Non-Asymptotic Performance of Social Machine Learning Under Limited Data
Ping Hu, Virginia Bordignon, Mert Kayaalp, Ali H. Sayed
TL;DR
This work analyzes the non-asymptotic performance of socially-augmented machine learning for distributed binary classification with streaming unlabeled data. It introduces a two-phase SML framework where each agent independently trains a local classifier to learn a log-likelihood statistic, which is then combined cooperatively over a strongly connected graph using a social learning protocol. The authors establish a probabilistic condition for consistent training and derive finite-sample bounds on the misclassification probability that depend on network structure via the Perron vector, the second eigenvalue of the combination matrix, the network Rademacher complexity, and the chosen decision margin $ abla$. Numerical experiments on FashionMNIST and CIFAR-10 demonstrate exponential decay of error with the number of prediction samples and show the benefit of temporal and spatial information aggregation over traditional boosting methods.

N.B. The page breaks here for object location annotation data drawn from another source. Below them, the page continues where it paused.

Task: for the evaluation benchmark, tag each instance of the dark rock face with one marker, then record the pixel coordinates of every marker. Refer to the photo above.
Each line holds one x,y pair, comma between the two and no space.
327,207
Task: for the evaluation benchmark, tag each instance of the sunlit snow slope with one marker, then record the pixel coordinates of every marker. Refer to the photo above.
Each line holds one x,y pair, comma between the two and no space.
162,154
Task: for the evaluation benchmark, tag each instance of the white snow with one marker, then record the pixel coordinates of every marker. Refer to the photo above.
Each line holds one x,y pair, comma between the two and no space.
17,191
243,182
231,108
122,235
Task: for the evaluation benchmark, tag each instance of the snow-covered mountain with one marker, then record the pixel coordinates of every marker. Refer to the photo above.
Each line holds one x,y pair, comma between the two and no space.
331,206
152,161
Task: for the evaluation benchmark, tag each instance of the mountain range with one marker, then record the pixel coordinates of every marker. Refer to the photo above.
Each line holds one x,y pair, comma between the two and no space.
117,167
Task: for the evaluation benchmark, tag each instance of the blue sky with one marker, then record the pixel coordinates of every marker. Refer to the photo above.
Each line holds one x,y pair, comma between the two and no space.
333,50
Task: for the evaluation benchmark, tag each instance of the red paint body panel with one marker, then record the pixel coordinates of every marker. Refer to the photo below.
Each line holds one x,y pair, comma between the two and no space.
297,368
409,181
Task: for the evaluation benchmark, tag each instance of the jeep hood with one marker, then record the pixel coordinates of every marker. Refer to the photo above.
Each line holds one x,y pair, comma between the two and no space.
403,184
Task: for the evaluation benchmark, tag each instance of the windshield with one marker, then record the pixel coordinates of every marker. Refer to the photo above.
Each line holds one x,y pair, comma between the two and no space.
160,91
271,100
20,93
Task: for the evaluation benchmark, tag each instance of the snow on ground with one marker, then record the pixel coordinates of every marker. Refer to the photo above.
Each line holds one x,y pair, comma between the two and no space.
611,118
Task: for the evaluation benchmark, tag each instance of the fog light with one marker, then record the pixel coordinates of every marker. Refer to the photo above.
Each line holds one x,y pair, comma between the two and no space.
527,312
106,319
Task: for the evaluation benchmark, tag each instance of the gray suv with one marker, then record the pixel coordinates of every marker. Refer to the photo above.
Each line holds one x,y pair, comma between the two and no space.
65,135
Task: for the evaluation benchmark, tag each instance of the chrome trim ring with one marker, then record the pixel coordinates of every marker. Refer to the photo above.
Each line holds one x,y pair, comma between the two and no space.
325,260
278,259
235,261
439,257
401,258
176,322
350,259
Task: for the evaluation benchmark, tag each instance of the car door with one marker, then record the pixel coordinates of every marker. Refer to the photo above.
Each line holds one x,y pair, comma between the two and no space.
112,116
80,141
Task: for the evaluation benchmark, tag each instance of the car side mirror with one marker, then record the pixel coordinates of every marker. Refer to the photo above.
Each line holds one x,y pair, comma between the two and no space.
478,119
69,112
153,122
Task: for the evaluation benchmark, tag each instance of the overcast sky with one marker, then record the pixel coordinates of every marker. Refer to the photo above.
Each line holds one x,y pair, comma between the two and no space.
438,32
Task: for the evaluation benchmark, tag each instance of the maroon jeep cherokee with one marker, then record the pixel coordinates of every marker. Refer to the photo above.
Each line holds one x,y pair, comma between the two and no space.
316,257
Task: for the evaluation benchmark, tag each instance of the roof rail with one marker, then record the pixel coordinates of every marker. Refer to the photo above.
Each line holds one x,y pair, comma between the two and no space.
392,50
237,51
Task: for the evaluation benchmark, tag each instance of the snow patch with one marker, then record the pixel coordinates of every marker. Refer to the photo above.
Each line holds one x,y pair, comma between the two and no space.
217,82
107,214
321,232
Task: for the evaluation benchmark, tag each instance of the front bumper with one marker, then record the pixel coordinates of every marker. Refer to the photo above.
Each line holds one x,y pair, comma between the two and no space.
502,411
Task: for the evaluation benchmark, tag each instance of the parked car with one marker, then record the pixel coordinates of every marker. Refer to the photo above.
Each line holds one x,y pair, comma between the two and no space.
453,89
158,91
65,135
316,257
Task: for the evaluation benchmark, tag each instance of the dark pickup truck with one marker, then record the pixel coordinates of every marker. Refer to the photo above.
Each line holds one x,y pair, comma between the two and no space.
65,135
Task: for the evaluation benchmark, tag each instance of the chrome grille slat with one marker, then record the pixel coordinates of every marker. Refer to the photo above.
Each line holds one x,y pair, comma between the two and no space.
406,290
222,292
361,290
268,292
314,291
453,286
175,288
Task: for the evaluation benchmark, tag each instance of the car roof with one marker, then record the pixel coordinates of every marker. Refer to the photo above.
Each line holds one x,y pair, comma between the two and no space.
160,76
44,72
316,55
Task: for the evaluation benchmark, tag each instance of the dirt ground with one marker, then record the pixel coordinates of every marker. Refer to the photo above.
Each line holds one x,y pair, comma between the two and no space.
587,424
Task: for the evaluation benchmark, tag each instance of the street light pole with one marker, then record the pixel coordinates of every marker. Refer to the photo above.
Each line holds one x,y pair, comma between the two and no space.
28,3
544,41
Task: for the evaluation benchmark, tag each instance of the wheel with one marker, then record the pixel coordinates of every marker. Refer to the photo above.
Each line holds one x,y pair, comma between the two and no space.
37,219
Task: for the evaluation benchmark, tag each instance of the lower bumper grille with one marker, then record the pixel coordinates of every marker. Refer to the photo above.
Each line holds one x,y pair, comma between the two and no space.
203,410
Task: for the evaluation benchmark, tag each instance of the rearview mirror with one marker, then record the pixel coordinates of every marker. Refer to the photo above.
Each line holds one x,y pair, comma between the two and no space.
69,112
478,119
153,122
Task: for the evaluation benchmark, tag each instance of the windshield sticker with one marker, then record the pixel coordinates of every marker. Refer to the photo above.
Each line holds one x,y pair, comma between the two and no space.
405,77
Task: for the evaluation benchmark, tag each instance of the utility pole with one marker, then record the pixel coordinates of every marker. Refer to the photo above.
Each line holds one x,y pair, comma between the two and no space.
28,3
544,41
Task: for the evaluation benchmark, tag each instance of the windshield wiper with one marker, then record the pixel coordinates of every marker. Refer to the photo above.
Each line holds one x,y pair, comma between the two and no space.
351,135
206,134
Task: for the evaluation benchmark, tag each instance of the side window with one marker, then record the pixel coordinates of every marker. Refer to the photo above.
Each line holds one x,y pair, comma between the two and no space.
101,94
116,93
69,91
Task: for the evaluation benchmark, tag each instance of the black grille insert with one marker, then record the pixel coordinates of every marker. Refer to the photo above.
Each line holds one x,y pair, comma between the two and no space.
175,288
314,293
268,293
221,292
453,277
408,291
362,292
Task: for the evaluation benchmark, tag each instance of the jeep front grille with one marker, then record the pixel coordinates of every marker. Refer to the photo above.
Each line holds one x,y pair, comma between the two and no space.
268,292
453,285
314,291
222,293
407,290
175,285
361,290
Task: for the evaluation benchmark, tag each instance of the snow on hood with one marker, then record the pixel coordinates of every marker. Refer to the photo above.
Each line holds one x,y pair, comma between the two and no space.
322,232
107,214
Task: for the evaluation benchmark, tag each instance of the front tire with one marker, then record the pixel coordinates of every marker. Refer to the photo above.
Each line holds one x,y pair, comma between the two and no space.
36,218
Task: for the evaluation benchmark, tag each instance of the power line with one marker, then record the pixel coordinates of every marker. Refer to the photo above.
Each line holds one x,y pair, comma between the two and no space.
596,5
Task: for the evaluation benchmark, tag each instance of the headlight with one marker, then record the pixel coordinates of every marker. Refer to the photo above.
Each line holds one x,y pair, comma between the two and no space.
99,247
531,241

The results quantify how training data, loss function properties, and network topology jointly influence finite-sample performance, providing practical sample-complexity guidelines for distributed, data-driven classification tasks.
Abstract
This paper studies the probability of error associated with the social machine learning framework, which involves an independent training phase followed by a cooperative decision-making phase over a graph. This framework addresses the problem of classifying a stream of unlabeled data in a distributed manner. In this work, we examine the classification task with limited observations during the decision-making phase, which requires a non-asymptotic performance analysis. We establish a condition for consistent training and derive an upper bound on the probability of error for classification. The results clarify the dependence on the statistical properties of the data and the combination policy used over the graph. They also establish the exponential decay of the probability of error with respect to the number of unlabeled samples.